Sec 145 Accounting Method cannot be rejected without examining books
IN THE INCOME TAX APPELLATE TRIBUNAL
The Relevant Text of the Order as follows :
20. In the impugned order in this appeal, as the assessee did not produce the books of account and vouchers before the ld AO, which is specifically mentioned by the ld AO and the ld CIT(A). This issue is harped upon vehemently by the ld DR, but disputed by the assessee. Therefore,
a. on the basis of the findings of the assessment orders for assessment year 2010 – 11 and 11 – 12, which did not make any reference to the production of the books of accounts by the assessee and further did not speak about any other defect in quantitative details,
b. the appellate order for both these years specifically not rejecting the argument of the assessee with respect to the correctness of the books of accounts,
c.
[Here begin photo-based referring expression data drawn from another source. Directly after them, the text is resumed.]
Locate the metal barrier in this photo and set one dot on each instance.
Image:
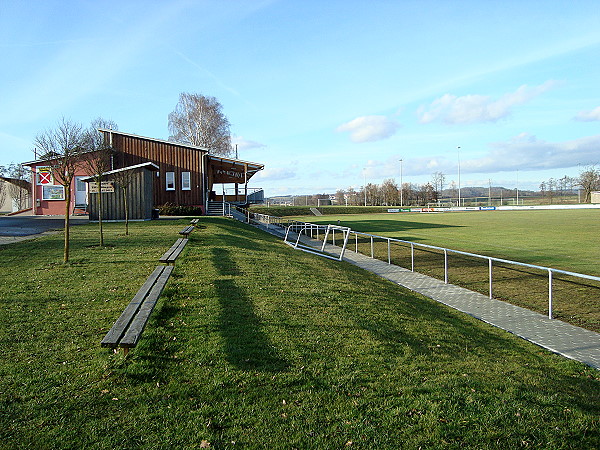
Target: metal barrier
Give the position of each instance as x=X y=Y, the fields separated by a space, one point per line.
x=303 y=227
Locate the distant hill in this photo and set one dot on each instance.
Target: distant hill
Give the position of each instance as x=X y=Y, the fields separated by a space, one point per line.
x=470 y=191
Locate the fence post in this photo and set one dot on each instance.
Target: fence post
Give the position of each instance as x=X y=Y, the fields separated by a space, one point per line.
x=490 y=271
x=445 y=266
x=549 y=293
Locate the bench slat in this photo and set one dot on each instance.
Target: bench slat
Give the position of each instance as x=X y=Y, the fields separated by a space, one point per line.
x=118 y=329
x=133 y=333
x=172 y=254
x=187 y=230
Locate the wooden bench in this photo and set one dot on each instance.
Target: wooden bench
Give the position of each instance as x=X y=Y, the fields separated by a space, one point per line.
x=187 y=230
x=128 y=328
x=171 y=255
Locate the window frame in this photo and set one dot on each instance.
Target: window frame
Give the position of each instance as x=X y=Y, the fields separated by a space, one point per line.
x=186 y=184
x=170 y=180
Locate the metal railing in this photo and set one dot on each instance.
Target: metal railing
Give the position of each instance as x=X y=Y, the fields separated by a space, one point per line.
x=313 y=230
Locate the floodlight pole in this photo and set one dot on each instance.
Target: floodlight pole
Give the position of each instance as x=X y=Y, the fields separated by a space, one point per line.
x=458 y=176
x=401 y=186
x=365 y=188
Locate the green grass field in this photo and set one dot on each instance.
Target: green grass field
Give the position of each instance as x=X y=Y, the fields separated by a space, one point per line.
x=563 y=239
x=255 y=345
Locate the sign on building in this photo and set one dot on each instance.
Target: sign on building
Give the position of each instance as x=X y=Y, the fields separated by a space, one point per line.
x=105 y=187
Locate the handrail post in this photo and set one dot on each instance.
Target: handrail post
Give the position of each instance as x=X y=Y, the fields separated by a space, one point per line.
x=549 y=293
x=445 y=266
x=490 y=272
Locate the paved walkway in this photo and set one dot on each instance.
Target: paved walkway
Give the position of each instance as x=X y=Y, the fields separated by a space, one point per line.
x=557 y=336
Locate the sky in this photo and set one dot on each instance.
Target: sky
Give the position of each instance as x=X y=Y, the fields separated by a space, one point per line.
x=326 y=94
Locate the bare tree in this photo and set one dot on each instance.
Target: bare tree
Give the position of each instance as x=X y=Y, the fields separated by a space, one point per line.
x=438 y=180
x=589 y=179
x=199 y=120
x=3 y=185
x=98 y=160
x=64 y=145
x=389 y=191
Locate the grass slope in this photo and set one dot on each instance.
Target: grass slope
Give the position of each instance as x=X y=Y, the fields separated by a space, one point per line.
x=255 y=345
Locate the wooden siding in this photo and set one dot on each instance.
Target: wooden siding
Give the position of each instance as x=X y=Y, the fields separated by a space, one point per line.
x=140 y=200
x=169 y=157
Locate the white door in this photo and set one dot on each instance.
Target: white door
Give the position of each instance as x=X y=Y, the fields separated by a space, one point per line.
x=80 y=192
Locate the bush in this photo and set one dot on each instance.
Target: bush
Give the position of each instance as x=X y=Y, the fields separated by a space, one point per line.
x=170 y=209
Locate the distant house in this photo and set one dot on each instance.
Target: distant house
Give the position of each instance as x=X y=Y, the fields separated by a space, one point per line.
x=187 y=175
x=15 y=195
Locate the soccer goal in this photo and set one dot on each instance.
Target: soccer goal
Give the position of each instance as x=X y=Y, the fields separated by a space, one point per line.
x=308 y=245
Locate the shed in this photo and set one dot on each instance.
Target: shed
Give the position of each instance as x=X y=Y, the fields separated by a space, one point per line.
x=133 y=185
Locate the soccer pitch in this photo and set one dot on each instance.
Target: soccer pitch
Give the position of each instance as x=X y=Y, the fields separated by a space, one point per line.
x=564 y=239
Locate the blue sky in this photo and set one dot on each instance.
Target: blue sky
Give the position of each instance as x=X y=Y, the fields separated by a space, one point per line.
x=325 y=94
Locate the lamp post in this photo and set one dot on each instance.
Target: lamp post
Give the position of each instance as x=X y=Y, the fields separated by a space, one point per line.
x=401 y=187
x=458 y=176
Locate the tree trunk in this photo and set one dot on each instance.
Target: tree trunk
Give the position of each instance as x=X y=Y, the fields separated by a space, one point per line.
x=126 y=212
x=67 y=206
x=99 y=201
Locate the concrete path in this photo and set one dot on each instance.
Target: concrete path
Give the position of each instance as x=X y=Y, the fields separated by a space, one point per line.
x=557 y=336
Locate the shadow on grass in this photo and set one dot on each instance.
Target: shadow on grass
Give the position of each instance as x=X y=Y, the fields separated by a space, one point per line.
x=246 y=345
x=155 y=355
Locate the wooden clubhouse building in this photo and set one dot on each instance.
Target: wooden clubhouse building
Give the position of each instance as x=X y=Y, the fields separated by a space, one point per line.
x=184 y=175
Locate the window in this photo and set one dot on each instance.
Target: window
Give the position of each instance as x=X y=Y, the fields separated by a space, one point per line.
x=170 y=181
x=185 y=181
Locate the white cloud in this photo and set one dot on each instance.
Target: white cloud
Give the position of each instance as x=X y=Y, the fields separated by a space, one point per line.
x=589 y=116
x=275 y=173
x=523 y=152
x=369 y=128
x=452 y=109
x=245 y=144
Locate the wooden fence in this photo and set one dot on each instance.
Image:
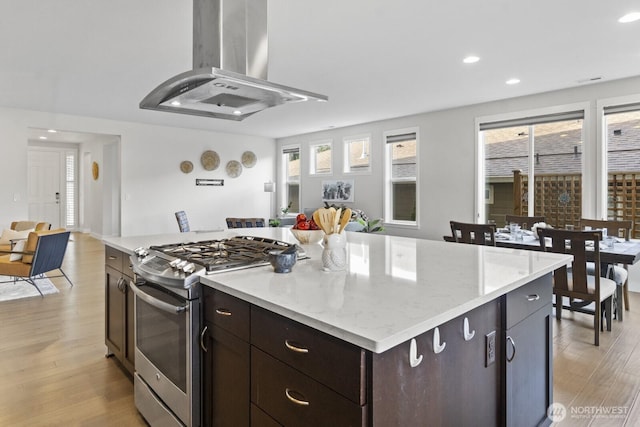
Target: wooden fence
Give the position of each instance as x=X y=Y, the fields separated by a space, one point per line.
x=559 y=198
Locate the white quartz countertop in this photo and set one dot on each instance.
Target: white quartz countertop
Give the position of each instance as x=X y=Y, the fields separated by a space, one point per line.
x=393 y=289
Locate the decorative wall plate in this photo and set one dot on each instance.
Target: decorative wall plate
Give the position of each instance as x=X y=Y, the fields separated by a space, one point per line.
x=186 y=166
x=210 y=160
x=248 y=159
x=234 y=169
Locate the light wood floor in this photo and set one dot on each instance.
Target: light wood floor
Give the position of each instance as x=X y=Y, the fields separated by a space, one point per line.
x=53 y=371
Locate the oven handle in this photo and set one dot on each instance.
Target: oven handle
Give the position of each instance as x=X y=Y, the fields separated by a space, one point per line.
x=169 y=308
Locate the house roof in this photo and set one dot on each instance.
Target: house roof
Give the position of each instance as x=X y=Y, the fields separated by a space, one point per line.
x=559 y=147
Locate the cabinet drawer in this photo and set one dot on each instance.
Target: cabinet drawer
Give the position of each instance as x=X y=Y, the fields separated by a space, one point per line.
x=113 y=258
x=294 y=399
x=335 y=363
x=528 y=299
x=227 y=312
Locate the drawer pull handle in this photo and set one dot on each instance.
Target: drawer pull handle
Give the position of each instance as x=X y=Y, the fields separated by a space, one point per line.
x=300 y=402
x=468 y=335
x=293 y=347
x=513 y=345
x=202 y=346
x=437 y=346
x=414 y=359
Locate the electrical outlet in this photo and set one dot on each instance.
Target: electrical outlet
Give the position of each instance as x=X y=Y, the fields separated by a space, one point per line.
x=490 y=347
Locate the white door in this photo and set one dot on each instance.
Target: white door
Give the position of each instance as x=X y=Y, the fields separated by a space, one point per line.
x=45 y=186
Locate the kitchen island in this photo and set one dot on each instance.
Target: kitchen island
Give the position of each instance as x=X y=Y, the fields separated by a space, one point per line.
x=413 y=332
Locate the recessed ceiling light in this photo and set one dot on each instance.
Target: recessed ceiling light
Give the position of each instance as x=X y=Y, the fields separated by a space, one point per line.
x=629 y=17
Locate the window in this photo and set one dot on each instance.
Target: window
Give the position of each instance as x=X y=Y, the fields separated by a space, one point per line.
x=533 y=166
x=320 y=157
x=357 y=154
x=291 y=163
x=401 y=159
x=622 y=124
x=71 y=186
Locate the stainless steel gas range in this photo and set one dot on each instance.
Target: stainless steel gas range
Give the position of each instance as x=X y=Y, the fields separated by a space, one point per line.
x=167 y=320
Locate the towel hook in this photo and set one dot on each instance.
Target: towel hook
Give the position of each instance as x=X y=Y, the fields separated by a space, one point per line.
x=414 y=359
x=438 y=347
x=468 y=335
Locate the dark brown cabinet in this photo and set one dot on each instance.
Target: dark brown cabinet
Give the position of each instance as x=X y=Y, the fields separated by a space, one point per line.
x=451 y=382
x=119 y=332
x=226 y=360
x=528 y=387
x=265 y=370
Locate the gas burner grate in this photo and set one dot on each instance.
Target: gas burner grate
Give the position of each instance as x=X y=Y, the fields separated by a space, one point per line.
x=227 y=254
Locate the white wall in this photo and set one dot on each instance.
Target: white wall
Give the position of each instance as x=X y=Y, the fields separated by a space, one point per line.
x=446 y=155
x=152 y=187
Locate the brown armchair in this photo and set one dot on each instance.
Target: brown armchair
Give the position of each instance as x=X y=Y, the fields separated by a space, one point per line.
x=42 y=252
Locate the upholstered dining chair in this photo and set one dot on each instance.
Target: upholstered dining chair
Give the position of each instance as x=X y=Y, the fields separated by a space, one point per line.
x=245 y=222
x=183 y=222
x=42 y=252
x=619 y=273
x=477 y=234
x=575 y=283
x=525 y=222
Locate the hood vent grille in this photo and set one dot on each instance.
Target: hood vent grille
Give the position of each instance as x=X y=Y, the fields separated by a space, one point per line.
x=230 y=66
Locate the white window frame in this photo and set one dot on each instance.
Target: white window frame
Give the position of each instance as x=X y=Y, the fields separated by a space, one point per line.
x=602 y=149
x=346 y=144
x=588 y=175
x=313 y=157
x=389 y=181
x=282 y=188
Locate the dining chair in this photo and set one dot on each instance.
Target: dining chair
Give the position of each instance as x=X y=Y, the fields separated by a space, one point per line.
x=476 y=234
x=575 y=283
x=183 y=222
x=245 y=222
x=525 y=222
x=619 y=273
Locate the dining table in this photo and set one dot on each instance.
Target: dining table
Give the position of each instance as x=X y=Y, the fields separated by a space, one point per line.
x=621 y=252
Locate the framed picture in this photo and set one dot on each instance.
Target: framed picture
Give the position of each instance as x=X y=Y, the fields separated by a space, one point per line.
x=337 y=190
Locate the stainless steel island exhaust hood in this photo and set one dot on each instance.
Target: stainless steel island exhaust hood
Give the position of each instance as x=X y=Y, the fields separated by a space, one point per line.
x=230 y=62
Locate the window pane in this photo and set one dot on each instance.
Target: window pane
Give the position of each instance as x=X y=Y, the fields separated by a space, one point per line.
x=357 y=154
x=403 y=159
x=623 y=167
x=292 y=179
x=404 y=201
x=557 y=171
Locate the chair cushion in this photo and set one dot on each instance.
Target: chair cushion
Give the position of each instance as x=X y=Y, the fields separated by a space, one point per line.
x=9 y=235
x=32 y=242
x=13 y=268
x=607 y=286
x=619 y=273
x=19 y=247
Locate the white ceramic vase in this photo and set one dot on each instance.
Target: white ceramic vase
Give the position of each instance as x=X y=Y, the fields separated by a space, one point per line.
x=334 y=254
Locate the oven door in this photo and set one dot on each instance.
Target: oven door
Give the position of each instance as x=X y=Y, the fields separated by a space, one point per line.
x=163 y=355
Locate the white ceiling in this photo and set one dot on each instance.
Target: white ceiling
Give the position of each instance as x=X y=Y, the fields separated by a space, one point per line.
x=375 y=59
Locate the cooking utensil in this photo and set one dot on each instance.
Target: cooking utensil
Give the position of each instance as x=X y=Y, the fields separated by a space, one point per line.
x=346 y=216
x=336 y=220
x=325 y=219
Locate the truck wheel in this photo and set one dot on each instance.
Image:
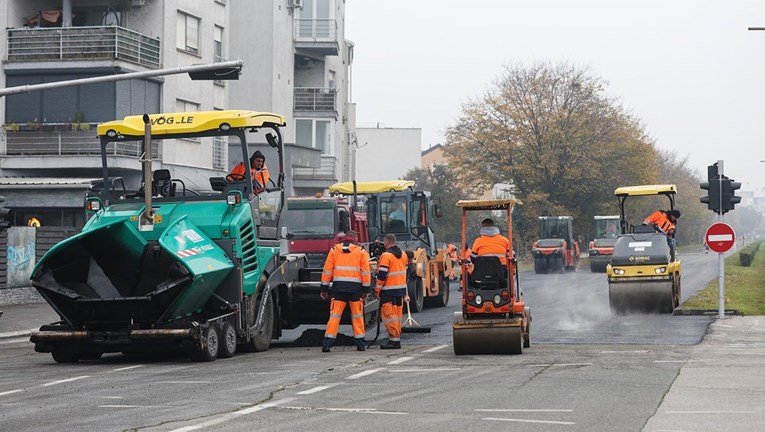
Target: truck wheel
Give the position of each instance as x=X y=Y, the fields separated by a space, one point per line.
x=416 y=299
x=209 y=351
x=261 y=340
x=227 y=347
x=65 y=356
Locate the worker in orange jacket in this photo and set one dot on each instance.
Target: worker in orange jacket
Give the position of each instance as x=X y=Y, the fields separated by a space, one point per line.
x=347 y=268
x=391 y=289
x=258 y=170
x=491 y=242
x=664 y=220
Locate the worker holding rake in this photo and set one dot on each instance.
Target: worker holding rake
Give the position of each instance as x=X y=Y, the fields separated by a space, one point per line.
x=391 y=290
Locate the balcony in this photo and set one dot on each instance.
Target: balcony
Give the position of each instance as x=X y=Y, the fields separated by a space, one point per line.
x=317 y=35
x=64 y=139
x=83 y=44
x=315 y=99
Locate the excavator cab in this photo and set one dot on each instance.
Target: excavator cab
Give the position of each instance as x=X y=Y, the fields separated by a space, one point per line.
x=494 y=318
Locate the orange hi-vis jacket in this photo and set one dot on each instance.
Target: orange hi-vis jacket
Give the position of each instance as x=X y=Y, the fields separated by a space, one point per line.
x=496 y=245
x=391 y=274
x=660 y=218
x=347 y=267
x=260 y=176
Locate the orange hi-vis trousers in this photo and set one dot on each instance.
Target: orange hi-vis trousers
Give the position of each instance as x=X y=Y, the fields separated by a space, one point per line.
x=391 y=315
x=336 y=308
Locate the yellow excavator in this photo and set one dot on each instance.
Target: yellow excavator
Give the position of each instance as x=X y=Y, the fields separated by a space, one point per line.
x=644 y=273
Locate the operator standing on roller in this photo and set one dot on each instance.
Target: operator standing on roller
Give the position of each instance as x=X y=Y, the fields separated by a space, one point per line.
x=391 y=290
x=347 y=267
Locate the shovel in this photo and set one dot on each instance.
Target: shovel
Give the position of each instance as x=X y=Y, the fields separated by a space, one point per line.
x=412 y=326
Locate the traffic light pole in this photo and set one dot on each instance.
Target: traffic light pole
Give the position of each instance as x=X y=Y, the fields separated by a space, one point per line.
x=720 y=255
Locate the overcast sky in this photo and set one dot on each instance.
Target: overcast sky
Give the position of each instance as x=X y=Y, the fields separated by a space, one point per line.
x=689 y=69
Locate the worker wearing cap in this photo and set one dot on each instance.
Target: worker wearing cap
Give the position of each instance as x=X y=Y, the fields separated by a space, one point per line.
x=258 y=170
x=491 y=243
x=391 y=289
x=347 y=268
x=664 y=220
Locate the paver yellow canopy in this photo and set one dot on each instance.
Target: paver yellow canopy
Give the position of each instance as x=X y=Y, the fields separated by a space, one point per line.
x=347 y=188
x=644 y=273
x=494 y=318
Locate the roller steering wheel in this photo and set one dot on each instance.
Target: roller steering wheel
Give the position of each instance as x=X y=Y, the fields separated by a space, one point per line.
x=235 y=177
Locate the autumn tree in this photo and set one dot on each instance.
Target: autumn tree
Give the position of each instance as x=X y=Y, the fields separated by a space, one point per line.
x=554 y=134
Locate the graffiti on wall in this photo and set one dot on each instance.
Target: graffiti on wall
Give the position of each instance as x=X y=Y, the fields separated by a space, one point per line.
x=21 y=256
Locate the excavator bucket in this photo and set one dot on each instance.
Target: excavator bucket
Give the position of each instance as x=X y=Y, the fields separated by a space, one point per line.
x=113 y=274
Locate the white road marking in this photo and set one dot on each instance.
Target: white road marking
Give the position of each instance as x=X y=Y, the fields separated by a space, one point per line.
x=523 y=410
x=530 y=421
x=365 y=373
x=434 y=349
x=127 y=368
x=424 y=370
x=353 y=410
x=315 y=390
x=231 y=416
x=130 y=406
x=65 y=381
x=710 y=412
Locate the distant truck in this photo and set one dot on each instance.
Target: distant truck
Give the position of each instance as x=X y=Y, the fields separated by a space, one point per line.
x=556 y=250
x=601 y=247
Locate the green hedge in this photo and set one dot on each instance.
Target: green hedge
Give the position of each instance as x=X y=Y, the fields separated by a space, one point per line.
x=747 y=254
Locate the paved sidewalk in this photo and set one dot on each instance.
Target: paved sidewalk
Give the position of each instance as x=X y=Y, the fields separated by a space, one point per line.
x=722 y=386
x=20 y=320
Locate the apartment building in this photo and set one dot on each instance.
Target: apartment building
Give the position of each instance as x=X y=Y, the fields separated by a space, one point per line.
x=296 y=64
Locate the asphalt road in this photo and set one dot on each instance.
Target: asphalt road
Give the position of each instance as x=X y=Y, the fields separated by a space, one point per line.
x=585 y=371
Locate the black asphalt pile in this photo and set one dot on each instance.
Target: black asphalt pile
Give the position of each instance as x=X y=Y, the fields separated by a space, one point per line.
x=314 y=337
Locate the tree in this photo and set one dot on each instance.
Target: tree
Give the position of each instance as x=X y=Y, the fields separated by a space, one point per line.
x=553 y=133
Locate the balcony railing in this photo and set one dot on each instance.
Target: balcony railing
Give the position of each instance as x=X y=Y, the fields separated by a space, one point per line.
x=60 y=139
x=83 y=43
x=315 y=99
x=317 y=34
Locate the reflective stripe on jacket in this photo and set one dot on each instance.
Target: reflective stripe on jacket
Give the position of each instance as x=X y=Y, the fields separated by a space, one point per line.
x=496 y=245
x=661 y=220
x=391 y=274
x=347 y=267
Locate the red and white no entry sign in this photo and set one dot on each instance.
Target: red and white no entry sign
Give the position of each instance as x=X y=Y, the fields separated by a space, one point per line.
x=720 y=237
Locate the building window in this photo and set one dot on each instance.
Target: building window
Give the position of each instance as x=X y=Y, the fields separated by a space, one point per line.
x=315 y=133
x=187 y=33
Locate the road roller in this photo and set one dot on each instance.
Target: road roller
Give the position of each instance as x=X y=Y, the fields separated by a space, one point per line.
x=494 y=318
x=644 y=273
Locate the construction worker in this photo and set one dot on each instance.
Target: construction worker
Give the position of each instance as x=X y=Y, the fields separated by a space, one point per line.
x=391 y=290
x=491 y=243
x=258 y=170
x=663 y=220
x=347 y=267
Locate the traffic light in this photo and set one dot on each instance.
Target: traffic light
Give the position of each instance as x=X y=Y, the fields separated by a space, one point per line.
x=728 y=191
x=713 y=199
x=4 y=224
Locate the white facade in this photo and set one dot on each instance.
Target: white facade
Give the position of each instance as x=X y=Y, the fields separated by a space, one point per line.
x=386 y=153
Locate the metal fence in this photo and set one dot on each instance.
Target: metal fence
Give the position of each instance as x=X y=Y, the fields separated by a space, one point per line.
x=69 y=143
x=315 y=99
x=83 y=43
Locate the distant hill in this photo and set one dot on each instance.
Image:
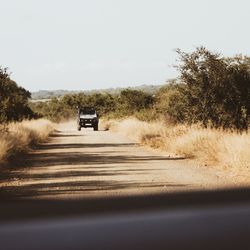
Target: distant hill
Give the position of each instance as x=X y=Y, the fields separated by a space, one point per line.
x=48 y=94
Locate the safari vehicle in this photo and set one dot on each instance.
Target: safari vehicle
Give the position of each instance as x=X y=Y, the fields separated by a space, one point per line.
x=87 y=118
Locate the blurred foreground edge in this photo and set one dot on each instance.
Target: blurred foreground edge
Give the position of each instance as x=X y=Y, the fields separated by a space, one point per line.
x=195 y=220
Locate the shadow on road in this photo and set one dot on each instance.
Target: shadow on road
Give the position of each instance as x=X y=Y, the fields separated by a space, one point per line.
x=52 y=171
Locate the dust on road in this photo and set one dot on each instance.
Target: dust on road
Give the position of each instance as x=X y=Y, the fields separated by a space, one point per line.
x=101 y=163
Specific difference in the quantities of raw material and other material in the impugned assessment year, which is not the case in assessment year 2010 – 11 and 11 – 12.
according to us, the addition cannot be deleted based on the argument of the learned authorised representative that the issue in appeal is squarely covered in favour of the assessee by the order of the coordinate bench in assessee’s own case in earlier years.
21. As there is serious dispute between the parties whether books of account were produced before the ld AO or not, both the parties readily agreed that if the books of account are produced before the ld AO, issue may be looked at from the point of view of the decision of the Hon’ble High Court in assessee’s own case provided the other facts or any defects are not found in those accounts. Needless to say that the issue is squarely covered in favour of the assessee if the addition has only legs to stand is the qualification of the auditor. Furthermore, the quantitative difference harped upon by the learned assessing officer is also with respect to the letter submitted by the assessee and the tax audit report. Therefore, to find out the quantitative difference also with respect to Raw materials and other materials it is necessary to examine the books of accounts of the assessee. In the present case, the whole addition is made by applying the provision of section 145(3) of the Act. The provisions of Section 145 (3) can only be applied if the assessing officer is not satisfied about the correctness or completeness of accounts of the assessee primarily. Therefore, even without examination of the books of accounts of the assessee which assessee has not produced despite called for by the assessing officer, application of the provisions of Section 145 (3) is premature. Therefore, as the learned authorised representative has agreed to produce the books of accounts before the assessing officer and the learned DR has also expressed his willingness on behalf of the learned assessing officer to examine it, therefore, in the interest of justice, we set aside the whole issue back to the file of the ld AO with a direction to the assessee to produce books of accounts and vouchers before him for examination. The ld AO is also directed to examine it and then decide the issue, following the order of the Hon’ble Delhi High Court as far as it relates to valuation, and decide the issue on merits with respect to the other grounds. The assessee is directed to produce the books of account before the ld AO within 120 days from the date of this order by taking prior appointment of the ld AO. The assessing officer is directed to pass the order in the name of Dr. Oetker India Pvt. Ltd. Accordingly, ground No. 2 to 7 of the appeal are set aside to the file of the ld AO.
22. In the result, the appeal of assessee is partly allowed.
Order pronounced in the open court on 23 /07/2020.